Assalamu 'alaikum warahmatullahi wabarakatuh,
Memang umumnya yang diajarkan orang begitu, shalat di atas kendaraan
cuma dengan duduk di kursi, ruku dan sujud cuma dengan menganggukkan
kepala, bahkan tanpa wudhu atau menghadap kiblat.
Saya sendiri tidak tahu siapa yang pertama kali mengajarkan cara
shalat seperti itu. Kalau pendapat ulama, ulama yang mana? Kalau ada
petunjuknya di dalam kitab, kitab fiqih yang mana? Jangan-jangan kita
cuma taqlid kepada petunjuk yang tidak jelas asal-usulnya, tetapi
terlanjur dianggap 'agama' oleh orang awam.

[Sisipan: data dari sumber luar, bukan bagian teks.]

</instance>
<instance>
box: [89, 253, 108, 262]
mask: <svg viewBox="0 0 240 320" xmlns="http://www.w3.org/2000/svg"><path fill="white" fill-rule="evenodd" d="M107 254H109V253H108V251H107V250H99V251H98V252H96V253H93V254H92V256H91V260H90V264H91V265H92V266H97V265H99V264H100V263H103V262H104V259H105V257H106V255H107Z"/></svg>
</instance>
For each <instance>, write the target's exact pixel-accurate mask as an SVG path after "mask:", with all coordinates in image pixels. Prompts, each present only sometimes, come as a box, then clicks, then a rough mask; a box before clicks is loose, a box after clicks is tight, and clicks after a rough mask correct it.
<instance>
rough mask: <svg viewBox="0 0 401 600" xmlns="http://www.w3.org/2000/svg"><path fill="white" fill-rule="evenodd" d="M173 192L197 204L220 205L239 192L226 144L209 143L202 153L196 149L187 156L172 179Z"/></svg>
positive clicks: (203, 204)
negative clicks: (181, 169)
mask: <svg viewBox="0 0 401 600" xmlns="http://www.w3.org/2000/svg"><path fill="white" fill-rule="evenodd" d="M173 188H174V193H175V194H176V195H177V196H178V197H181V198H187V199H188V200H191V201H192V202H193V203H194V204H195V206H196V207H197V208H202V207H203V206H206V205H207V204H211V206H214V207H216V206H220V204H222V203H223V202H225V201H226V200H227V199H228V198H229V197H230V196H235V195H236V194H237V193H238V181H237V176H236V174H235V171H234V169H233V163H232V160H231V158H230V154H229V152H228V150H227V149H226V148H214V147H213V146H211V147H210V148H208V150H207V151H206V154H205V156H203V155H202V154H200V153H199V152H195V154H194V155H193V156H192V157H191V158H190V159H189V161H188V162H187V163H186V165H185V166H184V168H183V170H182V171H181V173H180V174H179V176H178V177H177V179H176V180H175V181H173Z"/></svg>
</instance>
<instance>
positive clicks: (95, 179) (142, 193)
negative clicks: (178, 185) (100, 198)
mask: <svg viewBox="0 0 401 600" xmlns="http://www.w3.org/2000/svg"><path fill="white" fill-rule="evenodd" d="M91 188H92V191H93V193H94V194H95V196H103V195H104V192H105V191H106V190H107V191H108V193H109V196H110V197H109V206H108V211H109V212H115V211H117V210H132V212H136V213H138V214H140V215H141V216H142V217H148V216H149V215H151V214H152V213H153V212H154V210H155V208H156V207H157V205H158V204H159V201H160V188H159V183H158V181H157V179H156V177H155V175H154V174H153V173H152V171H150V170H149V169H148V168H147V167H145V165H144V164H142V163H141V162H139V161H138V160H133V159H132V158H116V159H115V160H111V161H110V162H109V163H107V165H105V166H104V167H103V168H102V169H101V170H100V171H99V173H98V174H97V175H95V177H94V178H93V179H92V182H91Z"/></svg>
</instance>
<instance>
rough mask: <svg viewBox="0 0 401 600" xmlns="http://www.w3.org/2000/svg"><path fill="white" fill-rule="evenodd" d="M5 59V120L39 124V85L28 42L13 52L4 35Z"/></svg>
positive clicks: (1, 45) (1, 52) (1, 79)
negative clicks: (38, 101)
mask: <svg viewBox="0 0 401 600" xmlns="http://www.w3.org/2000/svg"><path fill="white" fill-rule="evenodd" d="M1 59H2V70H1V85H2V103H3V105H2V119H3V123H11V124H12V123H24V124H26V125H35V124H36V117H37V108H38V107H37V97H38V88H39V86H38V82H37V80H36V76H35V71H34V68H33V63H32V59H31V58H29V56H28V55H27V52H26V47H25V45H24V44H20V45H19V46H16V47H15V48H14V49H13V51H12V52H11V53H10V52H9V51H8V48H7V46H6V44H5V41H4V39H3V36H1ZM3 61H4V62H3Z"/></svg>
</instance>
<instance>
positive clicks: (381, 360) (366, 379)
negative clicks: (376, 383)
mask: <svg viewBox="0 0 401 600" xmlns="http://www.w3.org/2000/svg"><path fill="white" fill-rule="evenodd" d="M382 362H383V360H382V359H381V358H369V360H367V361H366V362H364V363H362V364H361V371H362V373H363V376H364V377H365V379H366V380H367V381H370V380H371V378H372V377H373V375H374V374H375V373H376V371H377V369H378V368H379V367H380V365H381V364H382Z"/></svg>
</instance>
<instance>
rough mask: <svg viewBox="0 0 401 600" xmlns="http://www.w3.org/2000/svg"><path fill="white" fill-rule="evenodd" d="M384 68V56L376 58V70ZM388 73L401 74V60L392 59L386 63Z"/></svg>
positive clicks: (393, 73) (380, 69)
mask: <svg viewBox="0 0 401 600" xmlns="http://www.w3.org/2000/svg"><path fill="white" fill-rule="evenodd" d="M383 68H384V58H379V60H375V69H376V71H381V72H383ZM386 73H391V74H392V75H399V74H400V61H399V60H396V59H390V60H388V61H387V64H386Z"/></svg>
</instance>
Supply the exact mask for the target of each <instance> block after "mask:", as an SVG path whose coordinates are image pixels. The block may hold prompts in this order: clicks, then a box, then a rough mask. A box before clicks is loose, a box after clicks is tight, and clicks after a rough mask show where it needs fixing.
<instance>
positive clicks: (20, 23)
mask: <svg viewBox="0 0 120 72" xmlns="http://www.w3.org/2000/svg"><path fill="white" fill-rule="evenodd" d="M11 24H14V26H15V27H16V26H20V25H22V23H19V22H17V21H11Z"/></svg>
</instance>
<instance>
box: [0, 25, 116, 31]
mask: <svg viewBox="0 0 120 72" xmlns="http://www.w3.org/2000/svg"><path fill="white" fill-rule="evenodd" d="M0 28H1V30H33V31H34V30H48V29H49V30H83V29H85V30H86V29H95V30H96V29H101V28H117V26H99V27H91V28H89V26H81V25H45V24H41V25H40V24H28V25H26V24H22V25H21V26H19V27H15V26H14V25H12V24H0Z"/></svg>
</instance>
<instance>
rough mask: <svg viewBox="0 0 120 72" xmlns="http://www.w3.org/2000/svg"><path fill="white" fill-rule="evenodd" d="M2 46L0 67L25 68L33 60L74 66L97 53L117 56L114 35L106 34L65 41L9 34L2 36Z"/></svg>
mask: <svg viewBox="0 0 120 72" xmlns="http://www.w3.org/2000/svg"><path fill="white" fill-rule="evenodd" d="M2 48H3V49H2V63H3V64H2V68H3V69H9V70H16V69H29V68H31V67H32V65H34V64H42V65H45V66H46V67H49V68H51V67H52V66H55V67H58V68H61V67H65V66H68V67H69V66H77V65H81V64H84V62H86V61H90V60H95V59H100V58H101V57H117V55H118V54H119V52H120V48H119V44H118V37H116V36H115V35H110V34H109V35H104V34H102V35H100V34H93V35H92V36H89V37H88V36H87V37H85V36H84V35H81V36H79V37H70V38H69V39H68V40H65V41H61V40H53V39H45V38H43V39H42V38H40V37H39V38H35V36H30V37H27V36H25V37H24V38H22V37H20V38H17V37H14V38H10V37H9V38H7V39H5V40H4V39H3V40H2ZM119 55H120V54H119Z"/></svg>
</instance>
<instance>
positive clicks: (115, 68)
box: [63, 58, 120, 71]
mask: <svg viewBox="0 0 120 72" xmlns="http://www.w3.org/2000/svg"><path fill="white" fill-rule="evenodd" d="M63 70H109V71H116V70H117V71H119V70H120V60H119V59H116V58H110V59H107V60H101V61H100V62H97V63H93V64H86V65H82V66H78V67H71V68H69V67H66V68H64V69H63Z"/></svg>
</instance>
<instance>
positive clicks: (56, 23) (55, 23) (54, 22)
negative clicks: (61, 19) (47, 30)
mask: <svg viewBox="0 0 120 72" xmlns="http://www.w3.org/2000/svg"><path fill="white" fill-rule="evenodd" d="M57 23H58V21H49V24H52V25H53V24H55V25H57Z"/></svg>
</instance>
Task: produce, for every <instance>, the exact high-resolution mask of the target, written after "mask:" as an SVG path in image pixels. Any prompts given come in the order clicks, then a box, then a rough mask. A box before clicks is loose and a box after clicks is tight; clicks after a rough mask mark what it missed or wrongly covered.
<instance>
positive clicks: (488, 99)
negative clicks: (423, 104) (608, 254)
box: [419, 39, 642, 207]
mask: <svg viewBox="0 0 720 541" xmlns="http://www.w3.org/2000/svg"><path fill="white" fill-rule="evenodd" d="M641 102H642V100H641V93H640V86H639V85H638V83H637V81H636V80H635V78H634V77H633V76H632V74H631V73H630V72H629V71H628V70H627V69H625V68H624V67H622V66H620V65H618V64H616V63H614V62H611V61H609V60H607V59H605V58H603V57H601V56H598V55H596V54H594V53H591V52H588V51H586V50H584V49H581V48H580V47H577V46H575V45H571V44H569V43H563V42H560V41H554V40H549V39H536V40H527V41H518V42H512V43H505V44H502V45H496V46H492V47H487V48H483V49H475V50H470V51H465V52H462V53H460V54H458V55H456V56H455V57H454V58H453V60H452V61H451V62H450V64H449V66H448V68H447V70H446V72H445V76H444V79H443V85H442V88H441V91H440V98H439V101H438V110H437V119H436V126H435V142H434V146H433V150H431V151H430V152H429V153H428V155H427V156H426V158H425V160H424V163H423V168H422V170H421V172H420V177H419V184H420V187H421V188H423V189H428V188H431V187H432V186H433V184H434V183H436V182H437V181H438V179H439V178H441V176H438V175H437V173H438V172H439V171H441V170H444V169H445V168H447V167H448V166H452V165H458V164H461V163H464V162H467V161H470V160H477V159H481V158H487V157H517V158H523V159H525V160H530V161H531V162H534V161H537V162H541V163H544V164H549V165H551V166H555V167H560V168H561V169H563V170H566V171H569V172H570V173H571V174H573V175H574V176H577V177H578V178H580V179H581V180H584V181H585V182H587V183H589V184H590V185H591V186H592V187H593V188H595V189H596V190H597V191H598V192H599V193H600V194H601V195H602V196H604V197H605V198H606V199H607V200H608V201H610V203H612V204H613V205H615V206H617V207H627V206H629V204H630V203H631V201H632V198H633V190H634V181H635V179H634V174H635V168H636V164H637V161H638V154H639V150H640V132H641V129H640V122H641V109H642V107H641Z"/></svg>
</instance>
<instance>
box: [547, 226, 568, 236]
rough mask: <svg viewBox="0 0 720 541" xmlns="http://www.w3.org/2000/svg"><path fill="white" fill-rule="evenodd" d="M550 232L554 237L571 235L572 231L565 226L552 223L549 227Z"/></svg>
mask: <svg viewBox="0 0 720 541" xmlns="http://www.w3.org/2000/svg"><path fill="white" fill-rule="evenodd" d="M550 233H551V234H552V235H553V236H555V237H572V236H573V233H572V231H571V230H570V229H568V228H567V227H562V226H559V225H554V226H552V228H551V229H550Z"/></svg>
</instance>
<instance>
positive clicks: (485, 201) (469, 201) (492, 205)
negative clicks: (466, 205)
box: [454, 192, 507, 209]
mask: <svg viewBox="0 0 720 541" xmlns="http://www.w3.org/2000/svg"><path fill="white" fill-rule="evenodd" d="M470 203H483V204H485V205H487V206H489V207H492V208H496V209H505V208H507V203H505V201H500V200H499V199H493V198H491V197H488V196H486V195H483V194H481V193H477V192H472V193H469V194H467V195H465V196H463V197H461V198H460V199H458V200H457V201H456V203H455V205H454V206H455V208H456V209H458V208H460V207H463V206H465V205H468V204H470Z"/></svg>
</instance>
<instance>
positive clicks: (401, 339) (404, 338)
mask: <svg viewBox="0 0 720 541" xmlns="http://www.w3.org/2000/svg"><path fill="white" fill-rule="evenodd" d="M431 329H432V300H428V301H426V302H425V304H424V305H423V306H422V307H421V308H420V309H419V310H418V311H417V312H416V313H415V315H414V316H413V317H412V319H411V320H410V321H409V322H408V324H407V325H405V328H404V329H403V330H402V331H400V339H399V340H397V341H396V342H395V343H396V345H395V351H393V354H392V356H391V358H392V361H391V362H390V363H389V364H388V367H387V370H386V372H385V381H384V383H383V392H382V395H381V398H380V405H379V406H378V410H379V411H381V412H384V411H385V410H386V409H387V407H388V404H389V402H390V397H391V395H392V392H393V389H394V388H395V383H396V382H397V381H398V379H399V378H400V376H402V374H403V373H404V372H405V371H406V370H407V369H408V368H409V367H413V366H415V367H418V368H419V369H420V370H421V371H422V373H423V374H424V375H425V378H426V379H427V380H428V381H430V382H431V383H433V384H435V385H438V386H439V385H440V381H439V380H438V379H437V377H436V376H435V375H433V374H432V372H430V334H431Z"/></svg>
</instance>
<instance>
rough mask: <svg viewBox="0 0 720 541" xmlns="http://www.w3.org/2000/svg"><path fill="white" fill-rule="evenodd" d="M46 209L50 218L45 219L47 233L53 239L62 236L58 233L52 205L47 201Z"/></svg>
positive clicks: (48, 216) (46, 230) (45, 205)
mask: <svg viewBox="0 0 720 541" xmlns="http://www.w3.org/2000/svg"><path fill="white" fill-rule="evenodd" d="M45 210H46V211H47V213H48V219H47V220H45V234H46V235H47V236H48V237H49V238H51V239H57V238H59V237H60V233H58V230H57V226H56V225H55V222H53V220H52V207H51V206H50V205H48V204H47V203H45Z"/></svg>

Kalau pun mengutip ayat, cuma ayat tentang darurat atau Allah
menginginkan yang mudah bagimu dan tidak menginginkan yang susah. Jadi
kalau kita anggap susah, berarti Allah tidak ingin. Cuma begitu saja
logikanya, jelas sangat tidak logis dan main-main terhadap agama.
Kalau kita merujuk kepada ilmu fiqih yang sesungguhnya serta
mengikuti para ulama fiqih empat mazhab, rata-rata mereka membedakan
antara ketentuan shalat fardhu dengan shalat sunnah. Shalat fardhu itu
punya rukun yang tidak boleh ditinggalkan, seperti berdiri, ruku',
sujud, yang semua harus dilakukan dengan sempurna.
Sedangkan shalat sunnah, boleh tanpa berdiri, meski pun bukan karena
sakit. Rukuk dan sujudnya boleh cuma membungkukkan badan saja. Bahkan
seandainya tidak menghadap kiblat pun tidak mengapa.
Shalat
fardhu juga disyaratkan bagi pelakunya untuk sejak awal menghadap kiblat
tepat ke arah ka'bah. Selain itu juga sebelum shalat disyaratkan untuk
berwudhu, bagi yang berhadats.
Maka memang agak sulit untuk bisa
mengerjakan shalat fardhu di atas pesawat terbang. Bagaimana cara
berdirinya, bagaimana cara ruku'nya dan bagaimana pula cara sujudnya?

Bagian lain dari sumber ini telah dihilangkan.